Casa hecha y viña puesta, ninguno sabe lo que cuesta.
La oprtunidad la pintan calva.
Los langostinos, en el mar estaban y ya pedían vino.
En Santo Domingo de la Calzada, canto la gallina después de asada.
A quien dan no escoge y eran cuchilladas.
No es bueno huir en zancos.
A consejo de ruin, campana de madera.
Amistad de boquilla, no vale una cerilla.
A barba muerta, obligación cubierta.
Cacarear y no poner, bueno no es.
Indio que va a la ciudad, vuelve criollo a la heredad.
Ayunen los santos, que no tienen tripas.
Ni ruin hidalgo, ni ruin galgo, ni ruin letrado.
Ni domes potro, ni tomes consejo de otro.
Más ordinario que una monja en guayos.
Caja que tuvo alcanfor, quédale el olor.
El mejor marido, el que más ha corrido.
Cuando el muerto encuentra quien lo cargue se hace el pesado.
Con quien es cara de dos haces, ni guerras ni paces.
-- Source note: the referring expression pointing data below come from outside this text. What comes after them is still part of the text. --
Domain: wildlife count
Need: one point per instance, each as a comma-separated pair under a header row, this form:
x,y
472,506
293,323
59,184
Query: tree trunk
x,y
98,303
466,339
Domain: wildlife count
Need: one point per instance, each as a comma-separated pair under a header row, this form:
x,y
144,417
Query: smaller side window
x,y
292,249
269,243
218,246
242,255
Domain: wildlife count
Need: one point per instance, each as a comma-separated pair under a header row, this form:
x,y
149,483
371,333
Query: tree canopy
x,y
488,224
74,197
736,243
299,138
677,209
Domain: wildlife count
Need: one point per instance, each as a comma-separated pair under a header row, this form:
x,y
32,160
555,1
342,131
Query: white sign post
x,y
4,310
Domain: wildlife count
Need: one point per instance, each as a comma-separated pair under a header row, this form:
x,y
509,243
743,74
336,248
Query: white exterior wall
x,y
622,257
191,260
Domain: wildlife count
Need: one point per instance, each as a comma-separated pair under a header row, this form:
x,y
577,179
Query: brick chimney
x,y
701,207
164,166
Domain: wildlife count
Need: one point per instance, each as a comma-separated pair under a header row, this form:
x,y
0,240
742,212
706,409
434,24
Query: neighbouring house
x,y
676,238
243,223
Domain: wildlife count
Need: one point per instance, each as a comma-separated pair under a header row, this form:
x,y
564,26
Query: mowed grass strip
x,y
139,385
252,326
Mas pesado que un biberón de mondongo.
Dádivas y buenas razones, ablandan piedras y corazones.
Dinero que el naipe ha traído, hoy venido y mañana ido.
Amigo viejo para tratar y leña seca para quemar.
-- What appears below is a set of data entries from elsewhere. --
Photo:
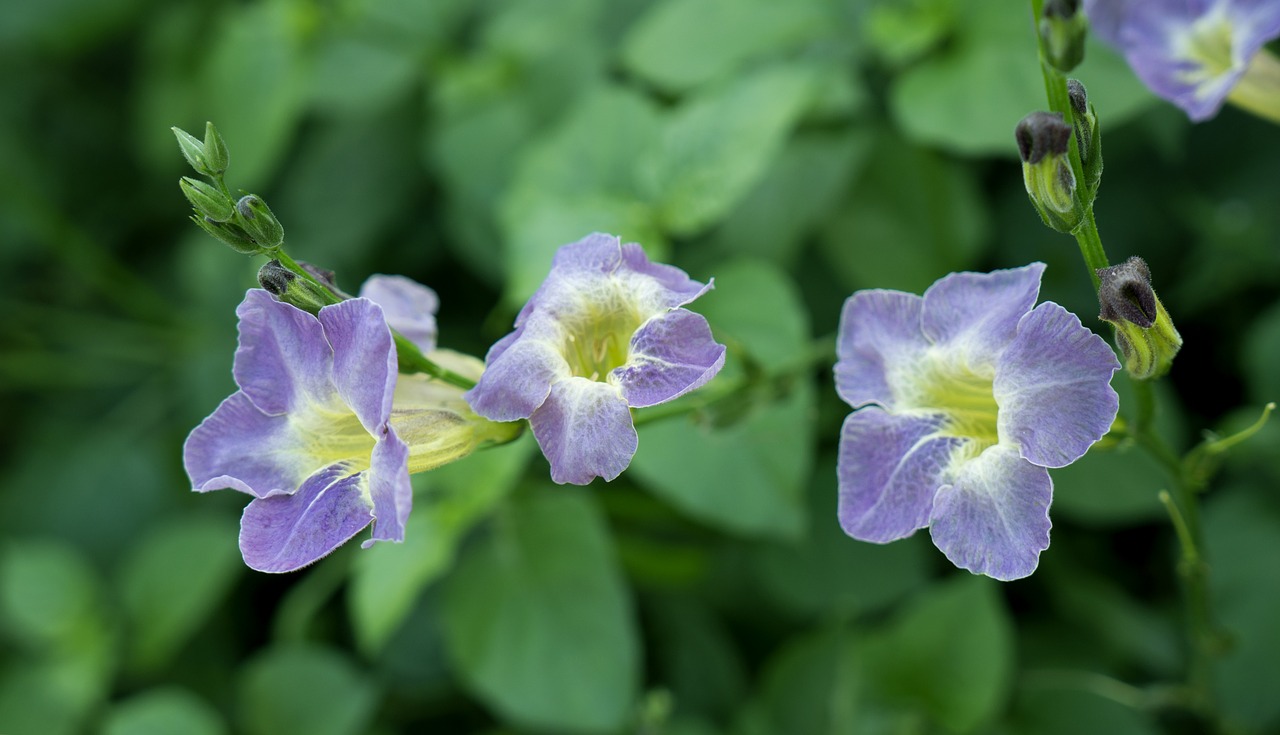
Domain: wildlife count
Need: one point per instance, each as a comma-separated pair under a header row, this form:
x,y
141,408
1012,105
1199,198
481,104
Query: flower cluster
x,y
963,398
Según es el dinero, es el meneo.
Dios da bragas a quien no tiene culo.
En lágrimas de mujer y en las cojeras del perro, ninguno debe creer.
Un abogado y un asno, saben más que un abogado.
Nunca falta un culo para un bacín.
Maderos hay que han dicha, maderos hay que no; de unos hacen santos, y de otros carbón.
Donde hay buen vino y la tabernera es guapa, allí se me caiga la capa.
Hacer caldo gordo a escribas y fariseos.
El que ríe mucho, es tenido por insensato, y el que no ríe es de casta de gato.
Compañía del ahorcado: ir con él y dejarle colgado.
Quien a buen árbol se arrima, va un perro y se le mea encima.
Ni el trigo es mío, ni es mía la cibera, conque así, muela el que quisiera.
Viendo al payaso, soltando la risa.
Ni hombre tiple, ni mujer bajón.
Juncos aunados, por nadie quebrados.
El mozo bien criado no habla sino cuando es preguntado.
Palabras buenas abrirán puertas de hierro.
Cuida los centavos, que los pesos se cuidan solos.
Más sordos y cegatones, quienes no aceptan razones.
La nuera barre para que la suegra no ladre.
Rebuzno de burro, no llega al cielo.
Cada maestrillo, tiene su librillo.
El bien y el mal andan revueltos en un costal.
El mal pajarillo, la lengua tiene por cuchillo.
Amigo y vino deben de ser añejos.
Labrador chuchero, nunca buen apero.
Riquezas con sobresaltos, miserias las llamo.